# Pandas Basics Part 2 — Workbook

In this lesson, we're going to introduce some more fundamentals of [Pandas](https://pandas.pydata.org/pandas-docs/stable/getting_started/overview.html), a powerful Python library for working with tabular data like CSV files.

___

## The Trans-Atlantic Slave Trade Database

"[D]isplaying data alone could not and did not offer the atonement descendants of slaves
sought or capture the inhumanity of this archive’s formation."

— Jessica Marie Johnson, <a href="https://read.dukeupress.edu/social-text/article/36/4%20(137)/57/137032/Markup-BodiesBlack-Life-Studies-and-Slavery-Death">“Markup Bodies”</a>

The dataset that we're going to be working with in this lesson is taken from [The Trans-Atlantic Slave Trade Database](https://www.slavevoyages.org/voyage/database), part of the [*Slave Voyages* project](https://www.slavevoyages.org/). The larger database includes information about 35,000 slave-trading voyages from 1514-1866. The dataset we're working with here was filtered to include the 20,000 voyages that landed in the Americas. The data was filtered to also include the percentage of enslaved men, women, and children on the voyages.

___

## Import Pandas

To use the Pandas library, we first need to `import` it.

In [1]:
import pandas as pd

## Change Display Settings

By default, Pandas will display 60 rows and 20 columns. I often change [Pandas' default display settings](https://pandas.pydata.org/pandas-docs/stable/user_guide/options.html) to show more rows or columns.

In [2]:
pd.options.display.max_rows = 200

## Get Data

In [2]:
slave_voyages_df = pd.read_csv('../data/Trans-Atlantic-Slave-Trade_Americas.csv', delimiter=",", encoding='utf-8')

In [None]:
slave_voyages_df

This creates a Pandas [DataFrame object](https://pandas.pydata.org/pandas-docs/stable/user_guide/dsintro.html#DataFrame) — often abbreviated as *df*, e.g., *slave_voyages_df*. A DataFrame looks and acts a lot like a spreadsheet. But it has special powers and functions that we will discuss in the next few lessons.

## Overview

To look at the first *n* rows in a DataFrame, we can use a method called `.head()`.

In [None]:
slave_voyages_df.head(10)

Generate information about all the columns in the data 

In [None]:
slave_voyages_df.info()

Just like Python has different data types, Pandas has different data types, too. These data types are automatically assigned to columns when we read in a CSV file. We can check these Pandas data types with the [`.dtypes` method](https://pandas.pydata.org/pandas-docs/stable/reference/api/pandas.DataFrame.dtypes.html).

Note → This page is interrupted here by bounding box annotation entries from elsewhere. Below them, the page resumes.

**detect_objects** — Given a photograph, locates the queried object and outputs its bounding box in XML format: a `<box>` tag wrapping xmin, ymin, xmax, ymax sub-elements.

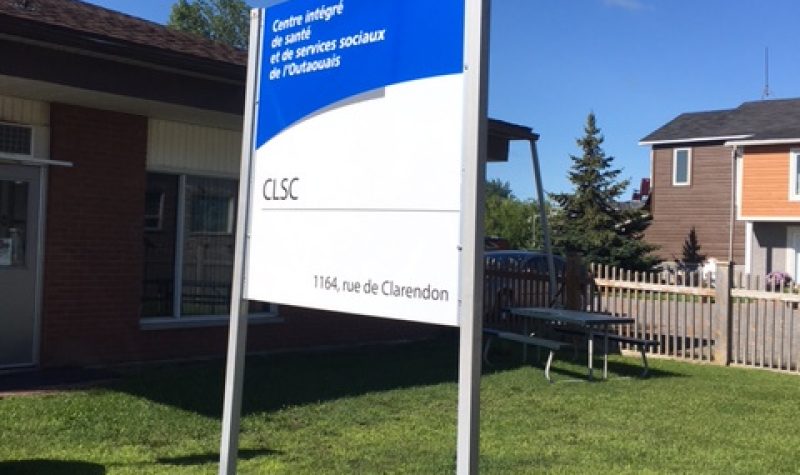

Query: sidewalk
<box><xmin>0</xmin><ymin>368</ymin><xmax>119</xmax><ymax>398</ymax></box>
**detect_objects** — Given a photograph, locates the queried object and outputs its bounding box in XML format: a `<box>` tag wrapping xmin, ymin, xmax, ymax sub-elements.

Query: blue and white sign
<box><xmin>245</xmin><ymin>0</ymin><xmax>465</xmax><ymax>325</ymax></box>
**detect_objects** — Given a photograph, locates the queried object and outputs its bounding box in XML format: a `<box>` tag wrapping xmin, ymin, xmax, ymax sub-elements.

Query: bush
<box><xmin>766</xmin><ymin>271</ymin><xmax>792</xmax><ymax>289</ymax></box>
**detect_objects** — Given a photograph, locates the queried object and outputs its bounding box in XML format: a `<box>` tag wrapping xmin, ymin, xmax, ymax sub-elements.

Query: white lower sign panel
<box><xmin>245</xmin><ymin>0</ymin><xmax>464</xmax><ymax>325</ymax></box>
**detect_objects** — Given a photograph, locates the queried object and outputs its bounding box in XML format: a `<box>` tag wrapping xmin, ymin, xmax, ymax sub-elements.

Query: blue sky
<box><xmin>83</xmin><ymin>0</ymin><xmax>800</xmax><ymax>198</ymax></box>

| **Pandas Data Type** |  **Explanation**                                                                                   |
|:-------------:|:---------------------------------------------------------------------------------------------------:|
| `object`         | string                                                                               |
| `float64`         | float                                               |
| `int64`       | integer                                                        |
| `datetime64`       |  date time              

Make a histogram of the DataFrame

In [None]:
slave_voyages_df.hist()

In [None]:
slave_voyages_df.hist(figsize=(10,10))

Generate descriptive statistics for all the columns in the data 

In [None]:
slave_voyages_df.describe()

In [None]:
slave_voyages_df.describe(include='all')

## Missing Data

"Black digital practice requires researchers to witness and remark on the marked and unmarked bodies, the ones that defy computation, and **finds ways to hold the null vlaues up to the light.**"  
—Jessica Marie Johnson 

### .isna() / .notna()

Pandas has special ways of dealing with missing data. As you may have already noticed, blank rows in a CSV file show up as `NaN` in a Pandas DataFrame.

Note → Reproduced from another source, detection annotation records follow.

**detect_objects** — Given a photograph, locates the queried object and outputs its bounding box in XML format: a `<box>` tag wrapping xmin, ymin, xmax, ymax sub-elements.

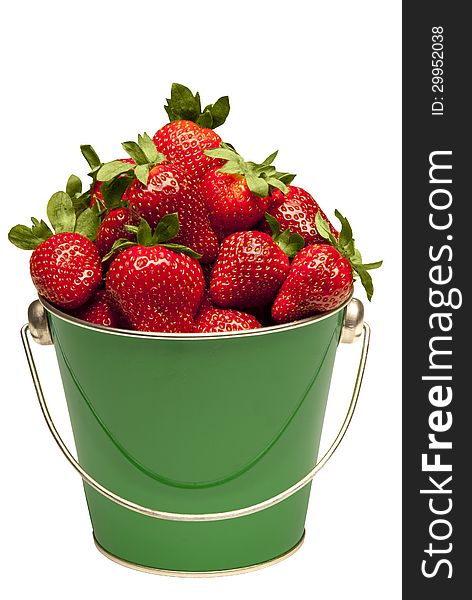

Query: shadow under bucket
<box><xmin>22</xmin><ymin>299</ymin><xmax>369</xmax><ymax>576</ymax></box>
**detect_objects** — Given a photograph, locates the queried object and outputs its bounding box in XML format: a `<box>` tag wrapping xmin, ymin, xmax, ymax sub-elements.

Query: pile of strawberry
<box><xmin>9</xmin><ymin>84</ymin><xmax>381</xmax><ymax>333</ymax></box>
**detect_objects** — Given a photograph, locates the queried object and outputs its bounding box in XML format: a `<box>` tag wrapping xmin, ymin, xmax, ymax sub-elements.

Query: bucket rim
<box><xmin>38</xmin><ymin>290</ymin><xmax>354</xmax><ymax>341</ymax></box>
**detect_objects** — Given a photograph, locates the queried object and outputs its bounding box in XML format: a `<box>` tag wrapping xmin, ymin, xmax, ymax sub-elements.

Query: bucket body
<box><xmin>46</xmin><ymin>306</ymin><xmax>344</xmax><ymax>572</ymax></box>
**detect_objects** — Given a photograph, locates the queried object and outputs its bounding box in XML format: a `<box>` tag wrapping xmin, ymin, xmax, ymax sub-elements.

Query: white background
<box><xmin>0</xmin><ymin>0</ymin><xmax>401</xmax><ymax>600</ymax></box>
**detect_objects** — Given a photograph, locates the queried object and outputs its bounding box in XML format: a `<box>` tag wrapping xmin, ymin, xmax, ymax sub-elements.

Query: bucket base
<box><xmin>93</xmin><ymin>532</ymin><xmax>305</xmax><ymax>577</ymax></box>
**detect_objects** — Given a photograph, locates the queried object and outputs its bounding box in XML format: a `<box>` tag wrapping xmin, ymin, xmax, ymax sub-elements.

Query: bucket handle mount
<box><xmin>21</xmin><ymin>322</ymin><xmax>370</xmax><ymax>523</ymax></box>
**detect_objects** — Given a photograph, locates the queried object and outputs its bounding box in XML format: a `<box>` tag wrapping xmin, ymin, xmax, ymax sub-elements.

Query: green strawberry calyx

To filter and count the number of missing/not missing values in a dataset, we can use the special `.isna()` and `.notna()` methods on a DataFrame or Series object.

In [None]:
slave_voyages_df['percent_women'].notna()

In [36]:
not_blank_women = slave_voyages_df['percent_women'].notna()

To explicitly count the number of blank rows, we can use the `.value_counts()` method.

In [None]:
slave_voyages_df['percent_women'].isna().value_counts()

To quickly transform these numbers into percentages, we can set the `normalize=` parameter to True.

In [None]:
slave_voyages_df['percent_women'].isna().value_counts(normalize=True)

Because the `.count()` method always excludes NaN values, we can also count the number of values in each column and divide by the total number of rows in each column (`len()`) to find the percentage of not blank data in every column.

In [None]:
slave_voyages_df.count() / len(slave_voyages_df)

## Sort Columns

We can sort a DataFrame with the `.sort_values()` method, inside of which we include the parameter `by=` and indicate the name of the column we want to sort by (written in quotation marks).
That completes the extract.